L'article 7 consolide le droit de la France à éloigner, en dehors du territoire national, tout étranger représentant une menace pour la sécurité publique ou qui a été condamné à une peine d'emprisonnement.
Le titre IV complète les dispositions relatives à l'asile qui avaient été sagement introduites dans la Constitution en 1993 lorsque, sur l'initiative du Premier ministre Edouard Balladur, le Congrès avait choisi de faire obstacle à une jurisprudence du Conseil constitutionnel. C'est l'objet de l'article 8. Il s'agit, en premier lieu, de donner à la République la faculté de conclure des accords relatifs à l'asile avec des États autres que ceux de l'Union européenne. En deuxième lieu, le principe selon lequel les demandes d'asile sont présentées et instruites, non pas sur le territoire national, mais dans nos représentations diplomatiques ou dans nos postes consulaires, ou à la frontière, sera affirmé : c'est avant que le demandeur ne soit entré sur le territoire national qu'il sera définitivement statué sur ces demandes, le cas échéant après l'exercice d'un recours contentieux.

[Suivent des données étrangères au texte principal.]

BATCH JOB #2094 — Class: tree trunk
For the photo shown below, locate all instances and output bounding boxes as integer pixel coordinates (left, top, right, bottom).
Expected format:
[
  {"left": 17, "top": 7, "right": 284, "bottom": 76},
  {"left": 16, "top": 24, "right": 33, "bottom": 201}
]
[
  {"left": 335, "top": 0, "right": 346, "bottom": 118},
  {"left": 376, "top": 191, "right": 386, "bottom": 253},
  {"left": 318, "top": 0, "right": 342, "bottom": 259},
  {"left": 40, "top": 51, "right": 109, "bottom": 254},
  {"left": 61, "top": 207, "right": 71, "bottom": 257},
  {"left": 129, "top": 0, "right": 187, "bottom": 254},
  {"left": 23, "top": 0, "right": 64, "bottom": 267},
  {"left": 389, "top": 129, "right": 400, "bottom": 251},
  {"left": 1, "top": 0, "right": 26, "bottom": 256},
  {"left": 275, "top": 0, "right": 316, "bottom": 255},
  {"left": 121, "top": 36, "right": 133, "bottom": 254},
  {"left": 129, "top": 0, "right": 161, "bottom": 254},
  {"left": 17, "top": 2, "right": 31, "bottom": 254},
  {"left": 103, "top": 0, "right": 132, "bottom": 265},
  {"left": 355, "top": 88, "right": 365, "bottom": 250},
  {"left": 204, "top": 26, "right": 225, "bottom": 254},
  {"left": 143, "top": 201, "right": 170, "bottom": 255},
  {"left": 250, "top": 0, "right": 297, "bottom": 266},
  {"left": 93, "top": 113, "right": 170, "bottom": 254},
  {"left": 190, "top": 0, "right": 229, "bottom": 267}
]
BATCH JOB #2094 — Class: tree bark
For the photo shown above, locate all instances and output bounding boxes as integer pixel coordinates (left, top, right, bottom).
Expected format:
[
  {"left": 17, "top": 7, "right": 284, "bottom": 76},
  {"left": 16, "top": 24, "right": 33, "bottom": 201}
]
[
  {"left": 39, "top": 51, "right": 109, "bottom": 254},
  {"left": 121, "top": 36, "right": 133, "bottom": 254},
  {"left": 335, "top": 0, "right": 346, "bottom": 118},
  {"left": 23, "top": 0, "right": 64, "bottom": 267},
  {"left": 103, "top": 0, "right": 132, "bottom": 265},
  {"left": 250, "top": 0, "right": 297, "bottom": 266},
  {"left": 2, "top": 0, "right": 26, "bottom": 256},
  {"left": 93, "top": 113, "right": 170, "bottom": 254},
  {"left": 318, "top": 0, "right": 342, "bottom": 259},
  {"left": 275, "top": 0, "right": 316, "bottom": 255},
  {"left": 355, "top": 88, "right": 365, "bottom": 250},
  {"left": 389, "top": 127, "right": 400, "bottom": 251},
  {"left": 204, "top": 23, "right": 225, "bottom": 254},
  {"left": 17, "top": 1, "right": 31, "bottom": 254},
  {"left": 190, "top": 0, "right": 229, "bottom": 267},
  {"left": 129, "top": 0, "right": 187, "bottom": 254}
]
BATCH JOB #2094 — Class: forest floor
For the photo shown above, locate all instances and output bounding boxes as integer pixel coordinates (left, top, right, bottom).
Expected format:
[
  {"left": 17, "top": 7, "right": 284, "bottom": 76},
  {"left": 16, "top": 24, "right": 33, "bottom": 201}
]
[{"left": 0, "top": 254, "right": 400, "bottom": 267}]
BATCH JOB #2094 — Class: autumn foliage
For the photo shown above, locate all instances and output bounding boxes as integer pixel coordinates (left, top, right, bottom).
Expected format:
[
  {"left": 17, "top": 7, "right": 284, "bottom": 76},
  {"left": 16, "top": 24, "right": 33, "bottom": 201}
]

En troisième lieu, il est nécessaire de prévoir le régime des demandes d'asile qui, par exception, seraient encore présentées sur le territoire national : elles devront désormais faire l'objet d'une instruction administrative accélérée ainsi que, le cas échéant, de l'exercice d'un recours contentieux, lors duquel le demandeur sera soumis à une rétention privative de liberté, jusqu'à l'exécution de la décision définitive lui attribuant la protection ou, si celle-ci est refusée, l'éloignement effectif du territoire national. C'est pour restaurer le modèle français d'accueil des réfugiés politiques, en luttant contre les détournements d'un système d'asile désormais à bout de souffle, qu'une telle refondation est aujourd'hui nécessaire.